Everyone’s CV is different and it can depend on the stage of your career, as well as the field in which you work. Choosing which parts of your education to list can be challenging and leave you with little space for other sections or details of the CV. So which qualifications and educational certificates are worth listing and significant to prospective employers?
We understand that writing an effective CV can be challenging and prioritising various aspects of your personal profile can be complicated. Read this blog post to understand more about the education section of the CV and which parts you should include.
Which parts of the education section to include for graduate students
If you recently left university, your main priority is listing your degree or postgraduate studies which are most influential.
You can still list other academic background, though other educational qualifications should be listed briefly and not explained in depth.

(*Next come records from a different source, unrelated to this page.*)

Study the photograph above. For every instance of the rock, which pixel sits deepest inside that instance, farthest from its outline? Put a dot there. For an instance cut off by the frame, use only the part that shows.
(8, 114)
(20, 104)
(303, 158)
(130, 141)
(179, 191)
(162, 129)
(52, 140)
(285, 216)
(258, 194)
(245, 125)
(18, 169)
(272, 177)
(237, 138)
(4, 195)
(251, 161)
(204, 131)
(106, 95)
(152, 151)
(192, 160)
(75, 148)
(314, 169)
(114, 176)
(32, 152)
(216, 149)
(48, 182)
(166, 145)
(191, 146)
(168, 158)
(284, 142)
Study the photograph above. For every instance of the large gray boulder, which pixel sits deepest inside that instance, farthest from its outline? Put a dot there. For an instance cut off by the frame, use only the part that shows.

If you completed a PhD, you may feel it necessary to explain your studies further, such as modules, particular studies, etc.
Listing your education above your work experience is comprehensible, seeing as this is your most recent achievement and also a way of showing recruiters what you’ve been up to recently.
Which parts of the education section to include for jobseekers with experience
For jobseekers who have previous work experience, listing education on your CV is still important, although recruiters will be more focused on your work history.
Your highest academic qualification should be listed (i.e., degree or college course) and other information such as GCSEs or A levels should be kept to a one line explanation, if chosen to list at all.
There are no set rules as to how much of your education you should list on your CV, instead individuals may choose and decide for themselves what they feel is appropriate.
Another aspect to consider is the amount of space your CV grants you. If you have limited space, you should list your highest academic qualification and if you can, the penultimate academic qualification or course you did, as well.
Where should you put the education section on your CV?
A frequent question asked with a variety of answers.
The general suggestion for those with previous work experience in the same job sector is that the education section is listed after the work experience section. If you have previous work history which relates to the job for which you are applying, it is much more effective to list your work experience first and then your academic background. Recruiters will be looking for experience and want to know which jobs you have had, what you did and what responsibilities you had.
However, if you graduated or left school recently, you may choose to highlight your academic background and your recent qualifications or academic certificates by placing the education section at the beginning of you CV.
If you went back to college or university, you can reinforce this by including your education section before your work experience. This also shows your recent activity and whereabouts, updating hiring managers and demonstrating what you have been doing recently.
How to include education and academic background on a CV
The way you format the education section of a CV will depend on the way you have formatted the rest of you CV.
If you have a long list of work experience which is relevant to the job role, you may choose to compact the way you list your education.
Course details such as the school, institute, college or university, dates, qualification title and any other relevant information should be listed.
Summarise any details, such as modules and grades without forming long lists. For example, instead of listing all your GCSE subjects and grades, you can simply write:
10 GCSEs grades B-C
Note: it’s not compulsory to list your grades on a CV. If you feel more comfortable listing subjects without grades, then do so; however, be prepared to answer interviewers in the case that they enquire about your grades.
Never include primary school education on your CV, unless stated by hiring managers.
Listing unfinished courses
This is a complicated and personal topic which depends entirely on the individual. If you started a one year course and dropped out two weeks in, it’s not acceptable to list the course. However, if you studied a three year course and completed two out of three years, it is worth mentioning the unfinished course on your CV.
In the case that you decide to list an unfinished course, you should be prepared to explain why at any possible interviews.
If you feel that the course is important or that your expertise in an area relevant to the job improved, it is worth listing the unfinished course.
Don’t forget: You should state that the course is either ongoing or unfinished.